Le metteur en scène doit ensuite compter six mois environ pour réaliser une synthèse du projet, et deux de plus pour le travail du jeu avec les comédiens. Il aime la mécanique, la dynamique d’une mise en scène. Il y a des moments de doute, de peur, mais d’autres merveilleux, lorsque le public assiste à la représentation et applaudit…
Pour choisir ses comédiens, M. Huitorel a deux possibilités : il peut contacter un comédien avec lequel il a déjà travaillé, ou bien passer des auditions. Celles-ci se déroulent sur trois rencontres entre le metteur en scène et le postulant. Une première pour le « feeling » ; une deuxième pour tester l’appréhension de la pièce par le comédien, et son expérience des alexandrins (il doit lire à voix haute) ; pour finir, une séance pendant laquelle un comédien déjà sélectionné joue avec le postulant.
Pour cette pièce, le metteur en scène a vu six « Bérénice » avant de trouver la bonne.
Si c’est la première fois qu’il met en scène une pièce de Racine, M. Huitorel connaît bien les alexandrins, qui sont l’une des clés de la pièce. L’un de ses objectifs principaux est de rendre la langue limpide pour les spectateurs. Racine écrivait d’abord en prose avant d’opérer la versification. La pièce est entièrement rédigée en alexandrins, et c’est la manière dont on va les prononcer qui va leur rendre leur simplicité et surtout leur clarté. Les ponctuations aident à comprendre le sens du texte, mais elles peuvent changer selon les éditions.
« Se libérer de la forme en alexandrins demande un travail à la fois immense et passionnant. Il faut bien intégrer le texte, savoir le réciter en faisant autre chose. » M. Huitorel, s’il aime l’improvisation, s’en méfie et la refuse. « Très modestement, déclare-t-il, je me sens comme un passeur. »
À une question posée, il répond qu’il ne pense pas tout le temps à Bérénice, que ce ne serait pas bien.

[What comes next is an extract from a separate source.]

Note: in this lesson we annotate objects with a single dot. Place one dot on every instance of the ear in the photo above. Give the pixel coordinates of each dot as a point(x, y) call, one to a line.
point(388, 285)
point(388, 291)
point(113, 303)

« Le propre des chefs-d’œuvre est qu’on ne peut en faire le tour, on découvre toujours quelque chose. Il y a une telle richesse dans Bérénice ! »
M. Huitorel peut décider de son rythme de travail. Il réunit une équipe dont il attend qu’elle le suive, se décrit lui-même comme « le capitaine d’un bateau ». Et pour que ce bateau avance sereinement, il fait en sorte de travailler avec des personnes avec lesquelles il s’entend bien. Sachant ce qu’il ne souhaite pas, il accepte toutes les bonnes propositions.
Les comédiens travaillent dans la bonne humeur, et ont pour but de donner du plaisir aux spectateurs.
Par Marie Semin, Elève de seconde 4.